Meramec Caverns Barn - Route 66 - Cayuga, Illinois
Susan Rissi Tregoning
Photograph - Photography
The storm clouds roll over the nostalgic Meramec Caverns Barn on Route 66 in Cayuga, Illinois.
Meramec Caverns in Staunton, Missouri, is one of the most advertised places in the Midwest. When it first opened as a tourist attraction in 1935, Lester Dill looking for new forms of advertising, had the idea of painting barns for free in exchange for being allowed to paint a Meramec Caverns logo on the roof or side. Most farmers were thrilled just to get the free labor and paint, but for prime roadside real estate watches, whiskey, and tickets for the cave tour were sometimes offered as payment.

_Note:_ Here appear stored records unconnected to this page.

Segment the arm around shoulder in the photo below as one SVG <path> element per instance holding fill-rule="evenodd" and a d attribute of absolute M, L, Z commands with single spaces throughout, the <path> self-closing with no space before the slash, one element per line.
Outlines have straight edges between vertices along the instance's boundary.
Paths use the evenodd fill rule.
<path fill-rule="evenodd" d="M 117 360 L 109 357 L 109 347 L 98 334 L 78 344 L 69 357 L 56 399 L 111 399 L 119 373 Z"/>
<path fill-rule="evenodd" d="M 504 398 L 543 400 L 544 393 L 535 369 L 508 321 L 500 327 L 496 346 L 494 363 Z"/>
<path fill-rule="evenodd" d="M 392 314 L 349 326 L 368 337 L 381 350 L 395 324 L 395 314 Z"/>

Dill started traveling the country painting barns, and in 1956, Jim Gauer continued the work, painting barns for almost 50 years. Dill liked to keep his Meramec Caverns barns looking nice, sending painters to update the billboards and carpenters to fix problems with the structures. He even went so far as to change a wood shingle roof to a metal one for a farmer.
Barn rooftop advertising was outlawed in 1968, but the older Meramec Caverns ads were grandfathered in. Allowing them to be repainted until the roof comes down from either a disaster or age. Once that happens, the billboard cannot be replaced.
Fewer than 75 Meramec Caverns barn billboards are known to remain today, but at the height of the barn billboard campaign, there were around 400 billboards in 40 states.
The Cayuga, Illinois, Meramec Caverns barn is one of only four remaining on historic Route 66. The other three are in Conway, Missouri, St Clair, Missouri, and Chandler, Oklahoma.